Question

Introduction

I'm currently building an access control system in my DataMapper ORM installation (with CodeIgniter 2.*). I have the initial injection of the User's rights (Root/Anonymous layers too) working perfectly. When a User logs in the DataMapper calls that are done in the system will automatically be marked with the Userrights the User has.

So until this point it works perfectly, but now I'm a bit in a bind. The problem is that I need some way to catch and filter each method-call on the Object that is instantiated.

I have two special calls so I can disable the Userrights-checks too. This is particularly handy at the exact moment I want to login a User and need to do initial checks;

DataMapper::disable_userrights();

$this->_user = new User($this->session->userdata('_user_id'));
$this->_userrights = ($this->_user ? $this->_user->userrights(TRUE) : NULL);

DataMapper::enable_userrights();

The above makes sure I can do the initial User (and it's Userrights) injection. Inside the DataMapper library I use the $CI =& get_instance(); to access the _ globals I use. The general rule in this installment I'm building is that $this->_ is reserved for a "globals" system that always gets loaded (or can sometimes be NULL/FALSE) so I can easily access information that's almost always required on each page/call.

Details

Ok, so image the above my logged-in User has the Userrights: Create/Read/Update on the User Entity. So now if I call a simple:

$test = new User();
$test->get_where('name', 'Allendar');

The $_rights Array inside the DataMapper instance will know that the current logged-in User is allowed to perform certain tasks on "this" instance;

protected $_rights = array(
    'Create' => TRUE,
    'Read' => TRUE,
    'Update' => TRUE,
    'Delete' => FALSE,
);

The issue

Now comes my problem. I want to control these Userrights by validating them over each action that is performed. I have the following ideas;

  1. Super redundant; make a global validation method that is executed at the start of each other method in the DataMapper Class.
    • Problem 1: I have to spam the whole DataMapper Class with the same calls
    • Problem 2: I have no control over DataMapper extension methods
    • Problem 3: How to detect relational includes? They should be validated too
  2. Low level binding on certain Core DataMapper calls where I can clearly detect what kind of action is executed on the database (C/R/U/D).
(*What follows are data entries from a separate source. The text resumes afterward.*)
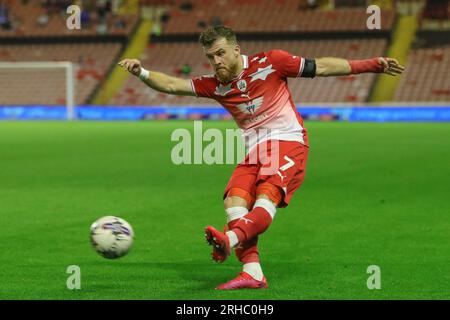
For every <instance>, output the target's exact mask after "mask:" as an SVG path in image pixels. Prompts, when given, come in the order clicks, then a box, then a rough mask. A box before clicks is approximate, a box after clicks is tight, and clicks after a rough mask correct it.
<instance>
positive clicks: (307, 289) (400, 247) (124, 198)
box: [0, 121, 450, 299]
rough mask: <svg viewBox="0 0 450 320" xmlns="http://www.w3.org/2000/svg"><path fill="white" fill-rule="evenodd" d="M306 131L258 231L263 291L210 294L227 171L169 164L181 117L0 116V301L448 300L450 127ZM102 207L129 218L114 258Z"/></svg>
mask: <svg viewBox="0 0 450 320" xmlns="http://www.w3.org/2000/svg"><path fill="white" fill-rule="evenodd" d="M306 126H307V128H308V130H309V137H310V144H311V149H310V157H309V163H308V168H307V174H306V180H305V182H304V184H303V186H302V187H301V188H300V190H298V191H297V193H296V194H295V196H294V198H293V200H292V202H291V204H290V206H289V207H288V208H286V209H283V210H278V212H277V215H276V217H275V220H274V223H273V224H272V226H271V228H270V229H269V230H268V231H267V232H266V233H265V234H264V235H263V236H262V237H261V242H260V253H261V260H262V266H263V269H264V271H265V274H266V276H267V278H268V282H269V289H268V290H240V291H232V292H219V291H216V290H214V287H215V285H217V284H219V283H222V282H224V281H227V280H229V279H231V278H232V277H233V276H234V275H235V274H236V273H237V272H238V271H239V270H240V265H239V263H238V261H237V260H236V258H235V257H234V256H232V257H231V259H229V260H228V261H226V262H225V263H224V264H215V263H213V262H212V261H211V260H210V247H209V246H207V245H206V243H205V241H204V238H203V229H204V227H205V226H207V225H209V224H212V225H214V226H216V227H222V226H223V224H224V222H225V214H224V211H223V204H222V192H223V188H224V187H225V185H226V183H227V181H228V178H229V176H230V175H231V173H232V171H233V168H234V166H233V165H180V166H176V165H174V164H172V162H171V158H170V152H171V149H172V147H173V146H174V145H175V143H174V142H171V140H170V135H171V133H172V131H173V130H174V129H176V128H180V127H185V128H188V129H189V128H190V130H192V129H193V123H192V122H187V121H178V122H177V121H168V122H139V123H134V122H133V123H126V122H102V123H98V122H73V123H64V122H0V221H1V235H2V241H0V257H1V264H2V267H1V271H0V299H449V298H450V273H449V261H450V218H449V214H450V193H449V190H450V126H449V125H448V124H444V123H441V124H422V123H415V124H414V123H413V124H411V123H409V124H406V123H391V124H376V123H317V122H307V123H306ZM204 127H206V128H220V129H225V128H234V124H232V123H231V122H214V121H211V122H206V123H204ZM104 215H117V216H120V217H122V218H124V219H126V220H128V221H129V222H130V223H131V224H132V225H133V227H134V229H135V233H136V237H135V243H134V246H133V249H132V251H131V252H130V253H129V254H128V255H127V256H125V257H123V258H121V259H118V260H107V259H104V258H102V257H101V256H99V255H97V253H95V251H94V250H93V249H92V248H91V246H90V243H89V226H90V224H91V223H92V222H93V221H94V220H95V219H97V218H99V217H101V216H104ZM69 265H77V266H79V267H80V268H81V289H80V290H69V289H67V287H66V280H67V278H68V277H69V274H67V273H66V269H67V267H68V266H69ZM370 265H377V266H379V267H380V269H381V289H380V290H369V289H368V288H367V285H366V283H367V279H368V277H369V276H370V274H368V273H367V267H368V266H370Z"/></svg>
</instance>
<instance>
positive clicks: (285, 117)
mask: <svg viewBox="0 0 450 320" xmlns="http://www.w3.org/2000/svg"><path fill="white" fill-rule="evenodd" d="M242 58H243V65H244V69H243V71H242V72H241V74H240V75H239V76H237V77H236V78H234V79H233V80H231V81H230V82H228V83H221V82H220V81H219V80H218V79H217V78H216V77H215V75H205V76H201V77H197V78H194V79H192V80H191V84H192V89H193V91H194V92H195V94H196V95H197V96H198V97H205V98H211V99H214V100H217V101H218V102H219V103H220V104H221V105H222V106H223V107H224V108H226V109H227V110H228V112H230V114H231V115H232V116H233V118H234V120H235V121H236V123H237V124H238V126H239V127H240V128H241V129H242V130H243V138H244V140H245V141H246V145H247V147H248V148H249V149H251V148H252V147H254V146H255V145H256V144H257V143H261V142H263V141H267V140H270V139H276V140H287V141H298V142H300V143H302V144H305V145H308V139H307V133H306V130H305V128H304V126H303V119H302V118H301V116H300V114H299V113H298V112H297V110H296V108H295V104H294V102H293V100H292V96H291V93H290V91H289V88H288V84H287V78H289V77H300V76H301V74H302V71H303V68H304V65H305V59H304V58H302V57H299V56H294V55H292V54H290V53H288V52H286V51H282V50H272V51H269V52H263V53H259V54H255V55H253V56H250V57H247V56H246V55H242Z"/></svg>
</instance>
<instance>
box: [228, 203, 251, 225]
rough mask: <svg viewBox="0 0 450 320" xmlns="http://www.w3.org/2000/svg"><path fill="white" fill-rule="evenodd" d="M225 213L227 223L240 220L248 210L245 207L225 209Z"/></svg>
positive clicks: (247, 212) (246, 208) (229, 208)
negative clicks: (238, 219)
mask: <svg viewBox="0 0 450 320" xmlns="http://www.w3.org/2000/svg"><path fill="white" fill-rule="evenodd" d="M225 212H226V213H227V223H228V222H230V221H233V220H236V219H240V218H242V217H243V216H245V215H246V214H247V213H248V209H247V208H246V207H231V208H228V209H225Z"/></svg>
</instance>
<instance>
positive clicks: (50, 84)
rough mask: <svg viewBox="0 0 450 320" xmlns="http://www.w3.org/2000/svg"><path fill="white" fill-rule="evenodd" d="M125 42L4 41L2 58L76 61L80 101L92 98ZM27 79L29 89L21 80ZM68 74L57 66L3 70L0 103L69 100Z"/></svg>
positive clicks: (57, 104) (10, 103) (76, 85)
So I'm aiming for Option 2 (and 1.) Problem 2), as it will also solve 1.) Problem 2.

The problem is that DataMapper is so massive and it's pretty complex to discern what actually happens when on it's deepest calling level. Furthermore it looks like all methods are very scattered and hardly ever use each other ($this->get() is often not used to do an eventual call to get a dataset).

So my goal is:

  • User (logged-in, Anonymous, Root) makes a DataMapper istance
    • $user_test = new User;
  • User wants to get $user-test (Read)
    • $user_test->get(1);
  • DataMapper will validate the actual call that is done at the database
    • IF it is only SELECT; OK
    • IF something else than SELECT (or JOINs to other Model that the User doesn't have access to that/those Models, it will fail with a clear error message)
    • IF JOINed Models also validate; OK
  • Return the actual instance;
    • IF OK: continue DataMapper's normal workflow
    • IF not OK: inform the User and return the normal empty DataMapper instance of that Model

Furthermore, for this system I think I will need to add some customization for the raw_sql (etc.) SQL calls so that I have to inject the rights manually related to that SQL statement or only allow the Root User to do those things.

Recap

I'm curious if someone ever attempted something like this in DataMapper or has some hints how I can use/intercept those lowest level calls in DataMapper.

If I can get some clearance on the deepest level of DataMapper's actual final query-call I can probably get a long way myself too.

Was it helpful?

Solution

I would like to suggest not to do this in Datamapper itself (mainly due to the complexity of the code, as you have already noticed yourself).

Instead, use a base model, and have that extend Datamapper. Then add the code to the base model required for your ACL checks, and then overload every Datamapper method that needs an ACL check. Have it call your ACL, deal with an access denied, and if access is granted, simply return the result of parent::method();.

Instead of extending Datamapper, your application models should then extend this base model, so they will inherit the ACL features.